Zur Abgrenzung sei erwähnt, dass neben jiyu waza bzw. jiyu geiko auch noch das sogenannte randori (乱取り; wörtlich: das Chaos nehmen, Freiheit begreifen) im Aikido – und in anderen budo-Stilrichtungen (insbesondere im Judo) – existiert. Der Unterschied besteht darin, dass bei letzterem meist auch die Art des Angriffs frei gewählt werden kann. In der Aikido-Praxis kommt der Begriff randori eher selten zum Einsatz.
Die Rolle des uke
Stellt man sich so eine Übungssituation dann vor, sieht es so aus, als läge der Gutteil der Handlungsverantwortung auf Seiten des tori. Ist doch er es, der den Angriff aufnehmen, sich für eine Technik (möglicherweise unter Zeitdruck) “entscheiden” und diese möglichst korrekt ausführen soll. Gegen diese Sichtweise ist auch nichts einzuwenden. Vernachlässigt wird aber oft die Rolle, die uke währenddessen spielt.
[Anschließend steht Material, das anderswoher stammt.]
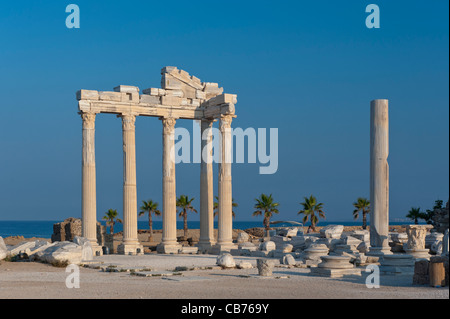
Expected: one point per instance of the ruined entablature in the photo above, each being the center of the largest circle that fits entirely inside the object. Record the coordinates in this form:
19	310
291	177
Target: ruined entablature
181	96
Ukes Verantwortung besteht nämlich darin, einheitlich korrekte und ernst zu nehmende Angriffe abzuliefern, dabei den Fluss des Übens nicht zu unterbrechen, sich gemäß dem Prinzip von ukemi selbst ausreichend zu schützen und dabei dennoch jede Technik, die tori zur Anwendung bringt, möglichst neutral – d.h. nicht prediktiv, aber auch nicht blockierend – aufzunehmen bzw. entsprechend darauf zu reagieren.
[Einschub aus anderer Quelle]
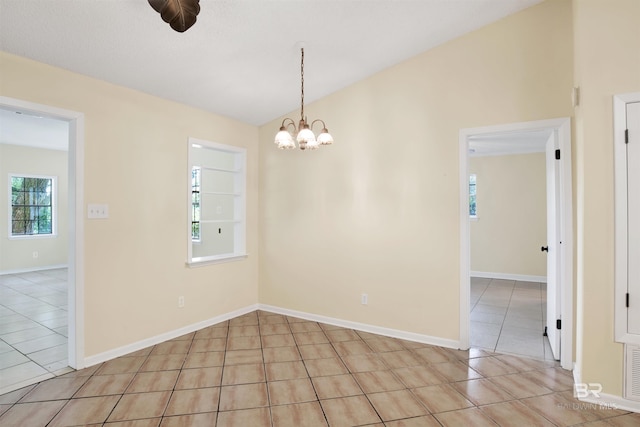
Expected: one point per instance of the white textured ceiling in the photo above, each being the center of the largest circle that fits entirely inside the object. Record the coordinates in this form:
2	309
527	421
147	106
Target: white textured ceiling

Sind mehrere uke im Einsatz, kommt noch dazu, auch deren Bewegungen auf der Matte zu beobachten, um sich nicht gegenseitig in die Quere zu kommen. All das erfordert letztlich von uke im Vergleich zu tori fast noch mehr Einsatz und Aufmerksamkeit. Daraus könnte man sogar schließen, dass jiyu waza eher als Übung für uke gedacht ist, denn für tori.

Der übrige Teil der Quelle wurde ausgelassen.